Sir Lindsay Hoyle has ordered a review into whether MPs can bring their babies into the chamber, after Labour’s Stella Creasy was told by Commons authorities it was against the rules to bring her three-month-old son to a debate.
After the correspondence provoked outrage, the Commons speaker told MPs he was initially unaware of the exchange, but stressed it was “extremely important” that parents of young children could fully participate in parliamentary work.
Updating MPs, Sir Lindsay said he had requested that the procedure committee, chaired by former Tory minister Karen Bradley, review the matter and bring forward recommendations for the Commons to vote on.
Ms Creasy, the Labour MP for Walthamstow, who has previously taken her infant child into the Commons without complaint, was reprimanded after leading a debate on “buy now, pay later” consumer credit schemes on Tuesday with her three-month-old son in a sling.
“We’ve been made aware that you were accompanied by your baby in Westminster Hall earlier today,” the email from the private secretary to the chair of the Ways and Means Committee read.
The correspondence – posted by Ms Creasy on social media – said that bringing her baby into parliament was not in line with recently published rules on “behaviour and courtesies” contained in the handbook for MPs. “I would like to draw your attention to the fact that this also applies to debates in Westminster Hall,” it added.
Ms Creasy, who has campaigned for mothers to enter politics, posted alongside the email last night: “Mothers in the mother of all parliament[s] are not to be seen or heard it seems…. #21stCenturyCalling”.
The rule book, issued by the speaker and deputy speakers in relation to the House of Commons and Westminster Hall, was updated in September.
It says: “You should not take your seat in the chamber when accompanied by your child, nor stand at either end of the chamber, between divisions.” The same wording was used in the previous version of the rule book.
Labour MP Alex Davies-Jones tweeted that the rule seemed “a complete contradiction” given that, when she was breastfeeding her child, the commons speaker had assured her that she could feed her child in the chamber or Westminster Hall if she needed to.
In an update to MPs on Wednesday, Sir Lindsay said: “This advice given yesterday to the honourable member from Walthamstow on the authority of the chairman of ways and means, which I was not aware of until last night, correctly reflects the current rules. However, rules have to be seen in context and they change with the times.
“This house has to be able to function professionally and without disturbances, however, sometimes there may be occasions when the chair can exercise discretion assuming the business is not to be disturbed. I accept there are differing views on this matter.”
He added: “There are also likely to be some consequential matters, therefore I have asked the chair of the Procedure Committee if she and her committee would look into this matter and bring forward recommendations which would ultimately be for the house to take a view on.”
Ms Creasy, who also has a young daughter, has battled for MPs to have adequate maternity cover through her campaign This Mum Votes. In September, Ms Creasy questioned commons leader Jacob Rees-Mogg on whether he would consider reviewing rules which meant that MPs on parental leave must give up the proxy vote they are permitted if they want to speak occasionally in the chamber.

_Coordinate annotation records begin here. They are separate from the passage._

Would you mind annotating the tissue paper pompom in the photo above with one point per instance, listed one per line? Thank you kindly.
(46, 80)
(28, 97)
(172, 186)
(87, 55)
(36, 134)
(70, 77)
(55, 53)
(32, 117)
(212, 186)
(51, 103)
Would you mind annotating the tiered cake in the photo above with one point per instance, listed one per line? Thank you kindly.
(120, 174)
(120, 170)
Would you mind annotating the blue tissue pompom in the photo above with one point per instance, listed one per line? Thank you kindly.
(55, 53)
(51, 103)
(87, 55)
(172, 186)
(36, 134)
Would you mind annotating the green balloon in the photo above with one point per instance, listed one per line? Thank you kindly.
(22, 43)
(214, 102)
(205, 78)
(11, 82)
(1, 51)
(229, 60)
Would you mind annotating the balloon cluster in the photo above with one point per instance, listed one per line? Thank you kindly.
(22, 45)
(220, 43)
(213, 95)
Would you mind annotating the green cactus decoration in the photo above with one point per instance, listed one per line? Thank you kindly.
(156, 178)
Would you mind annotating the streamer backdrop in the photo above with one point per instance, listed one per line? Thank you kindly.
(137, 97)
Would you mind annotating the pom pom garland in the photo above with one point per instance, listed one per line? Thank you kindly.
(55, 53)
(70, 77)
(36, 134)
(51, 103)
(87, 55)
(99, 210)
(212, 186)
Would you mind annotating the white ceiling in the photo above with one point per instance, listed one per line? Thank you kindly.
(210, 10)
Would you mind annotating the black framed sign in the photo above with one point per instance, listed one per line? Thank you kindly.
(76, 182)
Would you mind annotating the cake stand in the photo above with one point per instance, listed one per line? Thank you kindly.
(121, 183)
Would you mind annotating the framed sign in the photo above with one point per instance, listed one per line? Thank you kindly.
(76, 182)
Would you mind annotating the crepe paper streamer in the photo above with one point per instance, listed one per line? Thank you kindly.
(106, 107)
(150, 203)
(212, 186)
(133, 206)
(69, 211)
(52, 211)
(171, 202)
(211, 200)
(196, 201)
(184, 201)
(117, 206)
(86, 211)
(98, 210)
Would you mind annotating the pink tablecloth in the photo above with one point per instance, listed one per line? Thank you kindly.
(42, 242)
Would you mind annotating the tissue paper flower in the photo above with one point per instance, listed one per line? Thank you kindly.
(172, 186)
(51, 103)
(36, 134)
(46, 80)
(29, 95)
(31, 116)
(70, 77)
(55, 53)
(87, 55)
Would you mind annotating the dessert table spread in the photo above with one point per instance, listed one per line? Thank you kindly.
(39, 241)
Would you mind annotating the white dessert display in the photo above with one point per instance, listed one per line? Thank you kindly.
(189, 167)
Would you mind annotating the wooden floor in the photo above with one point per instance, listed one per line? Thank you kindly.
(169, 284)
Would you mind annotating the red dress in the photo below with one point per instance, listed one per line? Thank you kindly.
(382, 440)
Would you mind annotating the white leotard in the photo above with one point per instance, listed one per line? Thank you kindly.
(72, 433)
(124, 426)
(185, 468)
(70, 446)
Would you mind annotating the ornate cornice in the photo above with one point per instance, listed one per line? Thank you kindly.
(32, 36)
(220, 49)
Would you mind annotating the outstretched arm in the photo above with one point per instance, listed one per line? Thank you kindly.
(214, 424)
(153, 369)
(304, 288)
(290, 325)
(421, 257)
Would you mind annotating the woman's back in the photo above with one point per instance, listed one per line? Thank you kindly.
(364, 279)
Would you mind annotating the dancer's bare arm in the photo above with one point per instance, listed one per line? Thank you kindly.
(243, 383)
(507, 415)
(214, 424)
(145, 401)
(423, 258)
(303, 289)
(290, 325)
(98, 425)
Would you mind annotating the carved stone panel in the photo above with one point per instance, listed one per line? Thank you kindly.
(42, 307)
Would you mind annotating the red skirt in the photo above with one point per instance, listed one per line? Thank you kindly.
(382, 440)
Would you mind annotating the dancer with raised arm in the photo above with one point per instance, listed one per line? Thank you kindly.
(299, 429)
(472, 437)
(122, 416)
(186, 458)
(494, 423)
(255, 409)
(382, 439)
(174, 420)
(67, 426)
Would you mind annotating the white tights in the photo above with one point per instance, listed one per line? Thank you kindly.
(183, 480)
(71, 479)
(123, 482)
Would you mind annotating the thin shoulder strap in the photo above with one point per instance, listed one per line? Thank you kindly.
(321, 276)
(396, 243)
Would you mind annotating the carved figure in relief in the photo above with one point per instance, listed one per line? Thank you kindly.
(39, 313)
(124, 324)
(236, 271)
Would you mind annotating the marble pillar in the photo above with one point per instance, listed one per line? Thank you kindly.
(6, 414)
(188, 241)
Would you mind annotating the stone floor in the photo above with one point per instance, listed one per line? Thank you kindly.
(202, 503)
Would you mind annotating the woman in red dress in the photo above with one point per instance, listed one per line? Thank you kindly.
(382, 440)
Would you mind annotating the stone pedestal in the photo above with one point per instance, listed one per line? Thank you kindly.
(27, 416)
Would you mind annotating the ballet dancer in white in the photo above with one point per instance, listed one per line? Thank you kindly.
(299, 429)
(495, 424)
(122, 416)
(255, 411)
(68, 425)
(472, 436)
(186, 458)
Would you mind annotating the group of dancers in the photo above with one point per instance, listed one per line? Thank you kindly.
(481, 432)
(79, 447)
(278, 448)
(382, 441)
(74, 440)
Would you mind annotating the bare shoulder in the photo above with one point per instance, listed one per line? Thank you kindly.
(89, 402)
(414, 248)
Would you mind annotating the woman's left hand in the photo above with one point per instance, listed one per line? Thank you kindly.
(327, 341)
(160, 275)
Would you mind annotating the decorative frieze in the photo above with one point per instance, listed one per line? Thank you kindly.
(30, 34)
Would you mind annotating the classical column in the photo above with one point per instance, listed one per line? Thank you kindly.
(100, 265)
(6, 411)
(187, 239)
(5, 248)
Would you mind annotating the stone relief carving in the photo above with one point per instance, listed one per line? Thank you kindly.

Mr Rees-Mogg said in response that he thought the rules were “perfectly reasonable and entirely in line with the law”.
MPs are entitled to paid maternity leave for six months, along with a proxy vote, but they must be physically present at Westminster in order to represent their constituents’ views during Commons debates.
Former Liberal Democrat leader Jo Swinson was thought to be the first MP to cradle her baby during a debate in the Commons in 2018. In the same year, New Zealand prime minister Jacinda Ardern became the first world leader to take her baby to the floor of the UN general assembly in New York.